Akorn loan trades off after shareholders back away from proposal; Resorts World bonds weaken on parent restructuring; Valaris bonds edge up on Chapter 11 – Mid-Day Commentary

Akorn’s loan traded down this morning after Debtwire reported that an ad hoc group of equity holders has backed away from submitting a competing bankruptcy plan, based on the findings of its diligence.   

The group had pitched a proposal last month built around new money that would have been used to repay the prepetition term loans, as reported. 

However, the shareholders are now putting the brakes on that proposal, citing concerns related to FDA regulatory issues, the pipeline of products, quality of assets and a valuation analysis.

Akorn’s USD 862m term loan dropped to 91.167/93.833 context from 95.813/97.813 on 18 August, according to Markit. 

The debtor filed for bankruptcy on 21 May with its term loan lenders serving as the stalking horse bidder, with a USD 1.05bn credit bid, the assumption of certain liabilities and USD 35m in cash to fund a wind-down of the estate.  

Resorts World Las Vegas bonds traded off yesterday after sister company Genting Hong Kong announced last night (19 August) that it has suspended all payments on its USD 3.37bn debt stack, according to Debtwire Asia Pacific.  

Although the companies are entirely separate, they are both controlled by the Lim family, so investors are concerned that the Genting HK debt restructuring could affect the Resorts World business.  

The USD 1bn 4.625% senior unsecured notes due 2029 traded yesterday at 96.387 to yield 5.147%, compared to 99.9 to yield 4.638% on 18 August, according to MarketAxess. 

Valaris bonds edged up as the issuer finally filed Chapter 11 petitions, after it skipped interest payments that were due in July. Under an RSA, which has the support of 50% of noteholders, the company aims to equitize all of its funded debt and enter into USD 500m in exit financing. 

Valaris is the result of the merger of Ensco and Rowan Companies in 2019. The merger has been a lightning rod for controversy, with holders of notes issued by predecessor company Rowan filing a lawsuit in March against Valaris and certain company directors, taking aim at the April 2019 merger that created the company. The holders alleged that Valaris (then Ensco) looted Rowan for its own benefit through fraudulent transfers and with an intent to defraud Rowan’s creditors. 

Valaris’s USD 850m 3% senior unsecured notes due 2024 (Ensco Jersey Finance) traded up to 10 yesterday after the company filed from trades at 9.25 on 10 August. The notes drifted further upward to 10.125 today, according to MarketAxess. The USD 1bn 7.75% Ensco-issued senior unsecured notes due 2026 traded today at 6.25 from trades at 5.53 on 11 August, according to MarketAxess.  

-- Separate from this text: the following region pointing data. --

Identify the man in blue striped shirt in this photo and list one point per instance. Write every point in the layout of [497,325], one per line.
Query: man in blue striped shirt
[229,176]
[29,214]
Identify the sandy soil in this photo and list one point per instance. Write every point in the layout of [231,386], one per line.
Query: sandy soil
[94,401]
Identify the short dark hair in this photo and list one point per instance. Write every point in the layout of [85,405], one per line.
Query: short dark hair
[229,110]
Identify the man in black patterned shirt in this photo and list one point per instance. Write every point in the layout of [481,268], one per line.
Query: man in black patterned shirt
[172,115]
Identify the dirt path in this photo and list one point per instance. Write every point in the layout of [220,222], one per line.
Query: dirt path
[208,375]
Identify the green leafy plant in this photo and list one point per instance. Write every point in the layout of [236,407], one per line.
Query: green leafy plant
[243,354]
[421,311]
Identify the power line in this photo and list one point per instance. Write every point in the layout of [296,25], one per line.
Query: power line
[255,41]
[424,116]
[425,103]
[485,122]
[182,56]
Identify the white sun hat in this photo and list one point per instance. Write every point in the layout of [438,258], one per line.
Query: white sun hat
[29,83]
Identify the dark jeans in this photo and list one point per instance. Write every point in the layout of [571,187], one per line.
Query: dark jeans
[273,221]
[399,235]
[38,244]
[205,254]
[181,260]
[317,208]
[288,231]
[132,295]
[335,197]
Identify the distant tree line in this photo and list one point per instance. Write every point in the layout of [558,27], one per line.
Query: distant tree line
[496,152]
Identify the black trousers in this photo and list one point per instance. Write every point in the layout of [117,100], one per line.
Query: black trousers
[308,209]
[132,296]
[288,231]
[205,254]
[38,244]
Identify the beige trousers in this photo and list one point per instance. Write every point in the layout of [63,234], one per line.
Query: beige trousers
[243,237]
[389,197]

Diamond Sports Group’s (DSG) debt traded down after parent Sinclair Broadcast Group announced that Diamond Sports Holdings (DSH) has redeemed 350,000 of its preferred units using cash dividends from DSG, an indirect subsidiary of DSH. 

The total redemption amount was USD 353.85m after including USD 3.85m in accrued and unpaid dividends. As of 2Q20 ended 30 June, DSG had around USD 436m in cash. 

Its USD 1.75bn 6.625% senior unsecured notes due 2027 traded down to 57 yesterday evening yielding 17.54%, down from 59.875 on 18 August while its USD 3bn 5.375% senior secured notes due 2026 slipped to 77 from 79.5 for the same period, according to MarketAxess.  

Apex Tool Group’s bonds traded higher yesterday after management hosted an earnings call detailing the company’s better-than-expected 2Q20 earnings, despite year-over-year revenue and EBITDA declines, as reported.  

The USD 325m 9% senior unsecured notes due 2023 traded 17 August at 86.25 after the earnings report, compared to trades at 80.25 on 10 August. The notes traded higher yesterday at 88 to yield 14.959%, according to MarketAxess.  

Management reinforced that results were not as bad as expected, with sales in the hand tools division already recovering in July.  

For the quarter, the company reported USD 257.1m of sales, down 23% from last year, while adjusted EBITDA declined 11% to USD 46.2m from USD 51.9m in 2Q19.  

Progrexion’s first lien loan strengthened over the last two days as the company prepaid a portion of its loan on the back of strong quarterly earnings.

Progrexion’s first lien TL due 2023 has steadied in the 74/79.33 context over the last two days, compared to 65/70 on 13 August and a 40/44 context on 5 May, according to Markit.

In May, the credit repair service provider received a USD 15.9m 1.5 lien senior secured term loan from its sponsor, which proceeds were used to pay down USD 12.5m of the first lien term loan and park cash on the balance sheet, according to a Moody’s report.  

The company also entered into an amendment that provided for a three-year maturity extension for the first and second lien loans, non-cash interest payments and a waiver of the first lien and second lien term loan financial covenants through 1Q21, with looser covenant measures through year-end 2021, the ratings agency noted in June.